What are the API rate limits?
Agenta applies rate limits per organization to ensure fair usage and system stability. Limits vary by plan and endpoint type.
Each limit has two values. Burst is the maximum number of requests that can be served at once. Rate is the sustained number of requests per minute.
| Endpoint Type | Example | Free | Pro | Business | Enterprise |
|---|---|---|---|---|---|
| Data retrieval | POST */retrieve | 1,200 / 1,200 per min | 3,600 / 3,600 per min | 36,000 / 36,000 per min | Custom |
| Trace ingestion | POST /otlp/v1/traces | 1,200 / 1,200 per min | 3,600 / 3,600 per min | 36,000 / 36,000 per min | Custom |
| Queries and analytics | POST /tracing/*/query | 120 / 1 per min | 180 / 1 per min | 1,800 / 1 per min | Custom |
| Other endpoints | General API calls | 120 / 120 per min | 360 / 360 per min | 3,600 / 3,600 per min | Custom |
Rate limit response
When you exceed the rate limit, the API returns 429 Too Many Requests.
{
"detail": "Rate limit exceeded.
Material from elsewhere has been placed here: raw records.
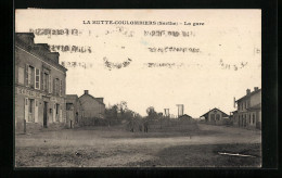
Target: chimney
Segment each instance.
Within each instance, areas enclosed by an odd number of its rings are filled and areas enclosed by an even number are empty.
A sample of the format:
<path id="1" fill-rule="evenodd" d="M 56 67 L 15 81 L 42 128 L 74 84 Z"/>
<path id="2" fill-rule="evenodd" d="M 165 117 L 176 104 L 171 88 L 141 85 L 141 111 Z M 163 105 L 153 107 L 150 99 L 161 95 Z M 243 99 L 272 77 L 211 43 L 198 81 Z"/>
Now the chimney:
<path id="1" fill-rule="evenodd" d="M 59 63 L 59 56 L 60 56 L 59 52 L 49 52 L 48 54 L 52 61 L 54 61 L 55 63 Z"/>
<path id="2" fill-rule="evenodd" d="M 246 90 L 246 94 L 249 94 L 249 93 L 251 93 L 251 90 L 249 90 L 249 89 L 247 89 L 247 90 Z"/>
<path id="3" fill-rule="evenodd" d="M 23 40 L 29 46 L 33 46 L 35 43 L 35 35 L 34 33 L 15 33 L 16 38 Z"/>

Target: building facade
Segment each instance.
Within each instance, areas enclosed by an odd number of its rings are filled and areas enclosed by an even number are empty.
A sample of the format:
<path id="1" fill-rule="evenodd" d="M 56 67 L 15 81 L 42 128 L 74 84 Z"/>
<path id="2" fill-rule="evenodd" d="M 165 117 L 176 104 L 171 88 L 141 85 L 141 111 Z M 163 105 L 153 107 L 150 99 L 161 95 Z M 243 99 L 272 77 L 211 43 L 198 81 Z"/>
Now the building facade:
<path id="1" fill-rule="evenodd" d="M 246 90 L 246 96 L 235 101 L 238 110 L 233 112 L 233 125 L 244 128 L 261 129 L 261 89 Z"/>
<path id="2" fill-rule="evenodd" d="M 229 119 L 228 114 L 216 107 L 203 114 L 201 117 L 205 118 L 205 123 L 213 125 L 223 125 L 225 120 Z"/>
<path id="3" fill-rule="evenodd" d="M 35 43 L 34 34 L 15 34 L 15 130 L 47 128 L 65 123 L 66 68 L 47 43 Z"/>
<path id="4" fill-rule="evenodd" d="M 85 93 L 78 100 L 84 110 L 84 118 L 104 118 L 105 104 L 103 98 L 94 98 L 89 94 L 88 90 L 85 90 Z"/>
<path id="5" fill-rule="evenodd" d="M 67 128 L 80 126 L 84 110 L 77 94 L 66 94 L 66 124 Z"/>

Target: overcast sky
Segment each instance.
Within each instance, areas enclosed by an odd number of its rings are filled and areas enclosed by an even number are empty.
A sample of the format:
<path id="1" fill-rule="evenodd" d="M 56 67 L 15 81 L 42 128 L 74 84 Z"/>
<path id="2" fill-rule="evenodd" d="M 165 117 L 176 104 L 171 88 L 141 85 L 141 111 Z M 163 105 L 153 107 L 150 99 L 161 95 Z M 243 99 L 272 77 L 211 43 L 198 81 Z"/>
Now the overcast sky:
<path id="1" fill-rule="evenodd" d="M 85 24 L 84 21 L 162 21 L 178 25 Z M 193 26 L 193 23 L 204 24 Z M 81 96 L 87 89 L 93 97 L 103 97 L 106 105 L 127 101 L 128 107 L 141 115 L 145 115 L 149 106 L 157 112 L 170 109 L 170 114 L 177 115 L 176 104 L 184 104 L 184 113 L 193 117 L 214 107 L 229 114 L 235 110 L 234 97 L 243 97 L 247 88 L 253 91 L 254 87 L 261 87 L 260 10 L 16 10 L 15 31 L 37 28 L 76 28 L 80 34 L 36 35 L 36 43 L 91 48 L 91 53 L 56 49 L 60 63 L 87 65 L 87 68 L 66 66 L 67 94 Z M 144 33 L 152 30 L 165 30 L 165 35 Z M 180 35 L 170 36 L 168 31 Z M 182 31 L 192 34 L 183 37 Z M 166 47 L 200 51 L 162 53 L 149 49 Z M 108 68 L 105 61 L 127 66 Z M 148 63 L 175 65 L 149 67 Z"/>

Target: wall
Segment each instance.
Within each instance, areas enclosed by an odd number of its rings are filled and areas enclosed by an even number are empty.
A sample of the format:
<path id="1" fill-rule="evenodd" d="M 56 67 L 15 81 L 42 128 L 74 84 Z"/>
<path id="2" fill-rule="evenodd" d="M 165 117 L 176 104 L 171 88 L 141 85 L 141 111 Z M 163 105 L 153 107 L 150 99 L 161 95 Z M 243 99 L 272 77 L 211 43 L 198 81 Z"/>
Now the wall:
<path id="1" fill-rule="evenodd" d="M 261 90 L 251 97 L 251 106 L 261 103 Z"/>
<path id="2" fill-rule="evenodd" d="M 92 97 L 88 94 L 84 94 L 79 98 L 79 101 L 81 103 L 82 110 L 84 110 L 84 117 L 100 117 L 100 113 L 104 115 L 105 113 L 105 105 L 99 103 L 97 100 L 94 100 Z"/>
<path id="3" fill-rule="evenodd" d="M 31 50 L 33 51 L 33 50 Z M 40 73 L 43 71 L 43 65 L 50 67 L 50 75 L 53 77 L 57 77 L 63 80 L 63 88 L 65 84 L 65 72 L 60 71 L 60 67 L 51 65 L 48 62 L 44 61 L 41 56 L 38 56 L 37 54 L 31 54 L 31 52 L 28 52 L 25 47 L 18 47 L 15 46 L 15 129 L 16 132 L 23 132 L 24 131 L 24 118 L 25 118 L 25 99 L 30 98 L 35 99 L 38 102 L 38 124 L 35 124 L 35 126 L 31 126 L 33 123 L 27 123 L 26 130 L 33 130 L 37 128 L 41 128 L 43 126 L 43 102 L 48 102 L 48 123 L 53 123 L 53 114 L 50 113 L 50 109 L 53 109 L 55 103 L 59 103 L 62 109 L 62 120 L 65 122 L 65 89 L 63 89 L 62 97 L 49 94 L 48 92 L 42 90 L 42 74 L 40 74 L 40 89 L 34 89 L 26 87 L 25 85 L 25 78 L 24 76 L 24 84 L 20 84 L 18 78 L 18 67 L 24 68 L 24 75 L 25 75 L 25 68 L 26 64 L 29 64 L 36 68 L 40 69 Z M 29 127 L 30 126 L 30 127 Z M 28 130 L 29 128 L 29 130 Z"/>

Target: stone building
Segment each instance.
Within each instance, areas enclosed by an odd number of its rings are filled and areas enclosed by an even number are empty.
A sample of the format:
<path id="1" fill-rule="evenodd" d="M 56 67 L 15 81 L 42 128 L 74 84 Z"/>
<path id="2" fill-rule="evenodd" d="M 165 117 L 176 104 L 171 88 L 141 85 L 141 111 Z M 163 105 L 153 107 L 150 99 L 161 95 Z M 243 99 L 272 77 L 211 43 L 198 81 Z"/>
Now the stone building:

Please retry after 5 seconds."
}
The response includes headers that help you back off:
| Header | Description |
|---|---|
X-RateLimit-Limit | Maximum requests allowed (burst capacity) |
X-RateLimit-Remaining | Remaining requests in the current window |
Retry-After | Seconds to wait before retrying. Only returned on 429 responses. |
Successful responses also include X-RateLimit-Remaining.